Arthur Piedfort

Personal information
- Date of birth: 1 February 2005 (age 21)
- Place of birth: Herentals, Belgium
- Height: 1.86 m (6 ft 1 in)
- Position: Defensive midfielder

Team information
- Current team: Auxerre
- Number: 46

Youth career
- 2010–2013: FC Gierle
- 2013–2023: PSV

Senior career*
- Years: Team / Apps / (Gls)
- 2023: Jong PSV / 1 / (0)
- 2023–2026: Westerlo / 85 / (3)
- 2026–: Auxerre / 0 / (0)

International career^{‡}
- 2021–2022: Belgium U17 / 3 / (0)
- 2022–2023: Belgium U18 / 4 / (1)
- 2023–2024: Belgium U19 / 10 / (1)
- 2025–: Belgium U21 / 3 / (0)

= Arthur Piedfort =

Belgian footballer (born 2005)

Arthur Piedfort (born 1 February 2005) is a Belgian professional footballer who plays as a defensive midfielder for club Auxerre.

==Club career==
Piedfort began playing football with the youth of the Belgian club FC Gierle, before moving to the Netherlands with PSV's academy to finish his development.
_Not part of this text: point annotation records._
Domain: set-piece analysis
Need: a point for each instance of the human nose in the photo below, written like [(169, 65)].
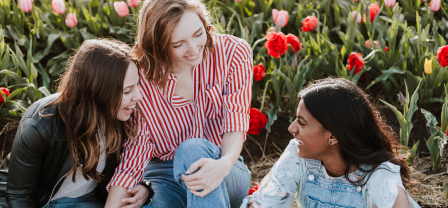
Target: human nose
[(293, 129)]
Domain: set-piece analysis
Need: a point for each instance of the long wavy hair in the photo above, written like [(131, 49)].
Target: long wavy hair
[(363, 136), (91, 93), (157, 20)]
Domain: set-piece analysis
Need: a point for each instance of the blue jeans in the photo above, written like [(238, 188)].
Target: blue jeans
[(86, 201), (170, 190)]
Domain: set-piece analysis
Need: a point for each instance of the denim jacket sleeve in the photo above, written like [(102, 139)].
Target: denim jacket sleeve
[(278, 187), (26, 163)]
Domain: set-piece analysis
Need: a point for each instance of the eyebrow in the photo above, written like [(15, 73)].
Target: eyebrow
[(301, 117), (193, 34)]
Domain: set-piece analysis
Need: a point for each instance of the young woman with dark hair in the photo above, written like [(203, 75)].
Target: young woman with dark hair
[(68, 144), (196, 87), (343, 155)]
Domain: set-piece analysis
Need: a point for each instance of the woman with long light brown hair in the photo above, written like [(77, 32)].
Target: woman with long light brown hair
[(196, 87), (68, 144)]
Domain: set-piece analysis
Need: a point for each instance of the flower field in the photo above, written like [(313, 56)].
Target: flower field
[(396, 50)]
He made one appearance for Jong PSV in a 2–1 Eerste Divisie win over De Graafschap on 17 March 2023. On 30 May 2023 he transferred to the Belgian Pro League club Westerlo in the Belgian Pro League on a contract until 2027. He debuted in a 2–0 Belgian Pro League win over Oud-Heverlee Leuven 4 November 2023.
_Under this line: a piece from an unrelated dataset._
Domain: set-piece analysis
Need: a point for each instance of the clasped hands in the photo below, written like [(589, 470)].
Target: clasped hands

On 1 July 2026, Piedfort signed a four-year contract with Ligue 1 club Auxerre in France.

==International career==
Piedfort was called up to the Belgium U17s for the 2022 UEFA European Under-17 Championship. On 14 March 2025 he was called up to the Belgium U21s for a set of friendlies.